Do zdarzenia doszło w Brzegu przy ulicy Ofiar Katynia kilkanaście minut po godzinie 13. Z ostatniego piętra budynku zaczął wydobywać się dym. Personel Publicznego Przedszkola nr 2 w ekspresowym tempie ewakuował wszystkie dzieci. Blisko sześćdziesięcioro maluchów w kilka minut opuściło budynek i w bezpiecznym miejscu przyglądało się działaniom strażaków. Na miejscu pracowały cztery zastępy. Wiadomo, że przyczyną pożaru i zadymiania było zwarcie instalacji elektrycznej w małej windzie.
- Po przybyciu pogotowia energetycznego ustaliliśmy przyczynę pożaru – mówi Sławomir Jakubik z JRG Brzeg.
- Było to zwarcie instalacji elektrycznej w szybie windy, która służy do transportu posiłków. Stąd pożar instalacji i widoczne zadymienie – dodaje strażak.
Ewakuacja przedszkola odbyła się w ekspresowym tempie. Nikomu nic się nie stało.
- Wszystkie dzieci zostały bezpiecznie wyprowadzone i przeliczone, zostały ubrane i stały w bezpiecznym miejscu na zewnątrz – wyjaśnia Radiu Opole dyrektor Publicznego Przedszkola nr 2 w Brzegu Elżbieta Prorok-Zdyb.
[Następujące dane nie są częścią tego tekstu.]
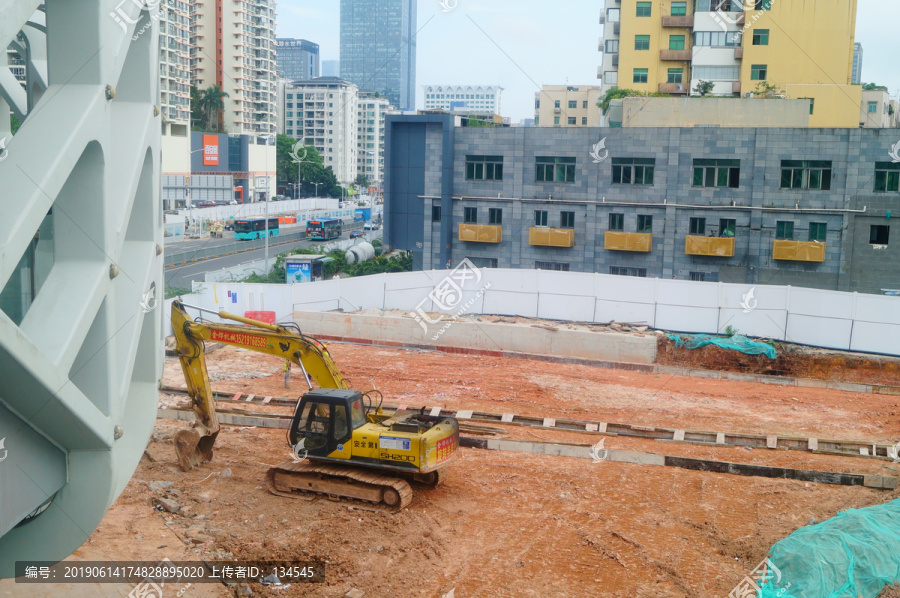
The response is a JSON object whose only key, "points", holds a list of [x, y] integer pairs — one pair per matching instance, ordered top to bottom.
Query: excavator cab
{"points": [[324, 421]]}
- Dzieci nie były wystraszone i nie panikowały. Maluchy nawet nie wiedziały, co się dzieje, bo niektóre grupy dopiero, co wstały po drzemce. Część dzieci myślała po prostu, że zmienia salę zabaw. Zadymienie było widoczne w jednej sali, na szczęście korytarze były bezpieczne. Dzieci, jak mówię, szybko zostały wyprowadzone na zewnątrz, teraz dzwonimy do rodziców, by odbierały maluchy nieco szybciej.
Na chwilę obecną placówka została zamknięta. Nie wiadomo, czy przedszkole będzie funkcjonować jutro. Obiekt musi dokładnie zostać sprawdzony m.in. przez sanepid. Na miejscu wciąż pracują strażacy.